= Professor Wagner's Inventions =

Series of science fiction short stories

Professor Wagner's Inventions is a series of science fiction short stories and novellas by Russian writer Alexander Belyayev.

==Background==
At these times works of Soviet science fiction had to operate within the strict boundaries of scientific credibility. Therefore, to present his most outlandish fantastic ideas Belyayev disguised them as humorous stories, arranged into the series Professor Wagner's Inventions. Professor Wagner had an infinite power over the nature: he made his body to remove the toxins than make a person sleepy, transplanted the brain of his perished assistant to an elephant, learned how to walk through walls, etc. Wagner lived through the Russian Revolution and accepted the Soviet power.

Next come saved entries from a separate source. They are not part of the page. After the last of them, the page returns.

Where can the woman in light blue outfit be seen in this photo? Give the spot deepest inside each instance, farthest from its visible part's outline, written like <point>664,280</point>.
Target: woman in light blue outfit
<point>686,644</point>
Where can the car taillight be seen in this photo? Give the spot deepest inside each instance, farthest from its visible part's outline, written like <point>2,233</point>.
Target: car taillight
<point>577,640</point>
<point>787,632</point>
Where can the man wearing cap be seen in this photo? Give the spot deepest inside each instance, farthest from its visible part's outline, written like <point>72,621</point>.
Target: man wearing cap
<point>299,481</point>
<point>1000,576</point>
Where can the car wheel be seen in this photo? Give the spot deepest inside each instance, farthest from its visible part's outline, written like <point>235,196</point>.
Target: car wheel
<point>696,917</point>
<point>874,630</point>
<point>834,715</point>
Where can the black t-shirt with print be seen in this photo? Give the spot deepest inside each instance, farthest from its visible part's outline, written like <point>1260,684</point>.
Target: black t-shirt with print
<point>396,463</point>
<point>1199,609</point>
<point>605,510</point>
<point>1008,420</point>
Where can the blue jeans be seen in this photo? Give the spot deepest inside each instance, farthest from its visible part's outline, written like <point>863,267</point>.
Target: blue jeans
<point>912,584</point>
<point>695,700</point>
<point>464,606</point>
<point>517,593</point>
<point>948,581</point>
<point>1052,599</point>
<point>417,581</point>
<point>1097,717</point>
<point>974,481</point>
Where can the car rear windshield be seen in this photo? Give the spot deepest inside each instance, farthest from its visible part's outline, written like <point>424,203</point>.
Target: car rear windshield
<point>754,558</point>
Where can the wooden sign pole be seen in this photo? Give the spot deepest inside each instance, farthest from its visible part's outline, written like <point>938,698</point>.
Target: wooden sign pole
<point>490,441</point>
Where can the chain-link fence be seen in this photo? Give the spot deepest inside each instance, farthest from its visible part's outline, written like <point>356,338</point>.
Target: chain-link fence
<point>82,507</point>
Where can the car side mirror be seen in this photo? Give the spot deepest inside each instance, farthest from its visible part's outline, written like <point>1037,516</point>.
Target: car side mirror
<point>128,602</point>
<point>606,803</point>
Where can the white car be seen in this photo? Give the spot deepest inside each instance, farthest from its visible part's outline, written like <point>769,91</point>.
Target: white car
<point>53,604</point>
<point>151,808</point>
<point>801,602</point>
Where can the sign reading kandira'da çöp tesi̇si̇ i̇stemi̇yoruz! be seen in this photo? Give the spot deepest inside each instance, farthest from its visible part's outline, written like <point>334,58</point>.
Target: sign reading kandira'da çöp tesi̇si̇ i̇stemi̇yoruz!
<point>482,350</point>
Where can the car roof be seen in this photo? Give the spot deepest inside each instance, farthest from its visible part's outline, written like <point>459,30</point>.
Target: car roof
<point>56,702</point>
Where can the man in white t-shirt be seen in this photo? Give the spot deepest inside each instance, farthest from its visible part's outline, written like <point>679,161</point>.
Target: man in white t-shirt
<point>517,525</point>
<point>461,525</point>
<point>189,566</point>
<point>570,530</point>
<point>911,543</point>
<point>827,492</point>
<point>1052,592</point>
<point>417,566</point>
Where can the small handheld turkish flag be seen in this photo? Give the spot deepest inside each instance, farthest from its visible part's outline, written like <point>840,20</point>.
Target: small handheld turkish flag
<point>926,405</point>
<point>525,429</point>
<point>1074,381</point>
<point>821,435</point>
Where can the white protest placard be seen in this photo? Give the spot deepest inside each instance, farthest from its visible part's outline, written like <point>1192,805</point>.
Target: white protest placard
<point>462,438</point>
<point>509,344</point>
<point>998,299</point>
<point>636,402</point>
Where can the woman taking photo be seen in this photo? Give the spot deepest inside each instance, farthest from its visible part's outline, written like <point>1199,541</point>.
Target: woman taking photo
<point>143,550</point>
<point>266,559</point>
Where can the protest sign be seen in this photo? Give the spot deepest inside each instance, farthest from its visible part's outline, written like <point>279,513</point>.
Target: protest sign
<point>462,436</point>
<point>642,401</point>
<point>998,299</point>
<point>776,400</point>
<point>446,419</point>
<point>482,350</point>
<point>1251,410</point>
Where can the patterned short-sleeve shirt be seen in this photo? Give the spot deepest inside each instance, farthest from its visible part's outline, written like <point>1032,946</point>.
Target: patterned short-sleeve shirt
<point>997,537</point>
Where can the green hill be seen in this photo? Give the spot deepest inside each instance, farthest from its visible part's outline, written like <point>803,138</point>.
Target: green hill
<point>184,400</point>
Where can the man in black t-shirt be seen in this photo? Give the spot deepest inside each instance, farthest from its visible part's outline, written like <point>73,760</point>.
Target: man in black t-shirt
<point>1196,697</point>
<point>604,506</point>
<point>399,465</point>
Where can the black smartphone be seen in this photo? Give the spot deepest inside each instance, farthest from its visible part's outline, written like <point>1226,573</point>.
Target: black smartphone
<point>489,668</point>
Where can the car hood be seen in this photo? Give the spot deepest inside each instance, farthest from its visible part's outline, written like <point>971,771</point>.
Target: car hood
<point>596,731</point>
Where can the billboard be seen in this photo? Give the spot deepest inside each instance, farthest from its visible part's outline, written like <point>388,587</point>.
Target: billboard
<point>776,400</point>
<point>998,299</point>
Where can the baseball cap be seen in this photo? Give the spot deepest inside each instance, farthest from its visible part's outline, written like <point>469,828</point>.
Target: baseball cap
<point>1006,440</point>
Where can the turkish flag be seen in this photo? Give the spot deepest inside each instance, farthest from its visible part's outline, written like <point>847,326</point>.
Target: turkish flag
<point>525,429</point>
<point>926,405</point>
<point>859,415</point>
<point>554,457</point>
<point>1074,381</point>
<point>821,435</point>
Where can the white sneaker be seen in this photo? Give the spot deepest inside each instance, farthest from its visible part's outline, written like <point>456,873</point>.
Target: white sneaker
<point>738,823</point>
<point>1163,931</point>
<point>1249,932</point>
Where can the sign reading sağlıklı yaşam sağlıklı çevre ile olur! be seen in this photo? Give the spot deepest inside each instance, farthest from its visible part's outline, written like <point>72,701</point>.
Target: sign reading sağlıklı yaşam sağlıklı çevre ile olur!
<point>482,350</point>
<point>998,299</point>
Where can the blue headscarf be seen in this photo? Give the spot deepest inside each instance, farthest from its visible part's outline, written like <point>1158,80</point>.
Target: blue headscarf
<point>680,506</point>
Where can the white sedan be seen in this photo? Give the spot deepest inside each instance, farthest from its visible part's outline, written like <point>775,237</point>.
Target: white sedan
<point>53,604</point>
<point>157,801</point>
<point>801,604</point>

Иван Степанович Вагнер is professor of Biology Department of the 1st Moscow University (fictional). He trained his two halves of the brain to operate independently, to increase productivity, and what is more, he did not need to sleep. He has a secluded dacha in Simeiz and when he lives there, he delivers lectures at the university over radio.

==Works==
- A Man who does not Sleep (сборник «Голова профессора Доуэля». М., «ЗиФ», 1926)
- A Guest from the Boookcase («Всемирный следопыт» 1926, No. 9; сборник «Голова профессора Доуэля». М., «ЗиФ», 1926)
- Above the Abyss («Вокруг света» (Москва) 1927, No. 2-3)
- Devil's Mill («Всемирный следопыт», 1929, No. 9)
- Manufactured Legends and Apocrypha: «Случай с лошадью», «О блохах», «Человек-термо» («Всемирный следопыт» 1929, No. 4)
- Amba («Всемирный следопыт», 1929, No. 10)
- Hoity Toity («Всемирный следопыт», 1930, No. 1—2)
- Magic carpet (Znanie — Sila, 1936, No. 12)

In addition, in 1926 Belyayev wrote a short story about anabiosis, Neither Life nor Death where he first introduced professor Wagner, although he did not include the story in the cycle and it was reprinted only in his collection of works in 1963.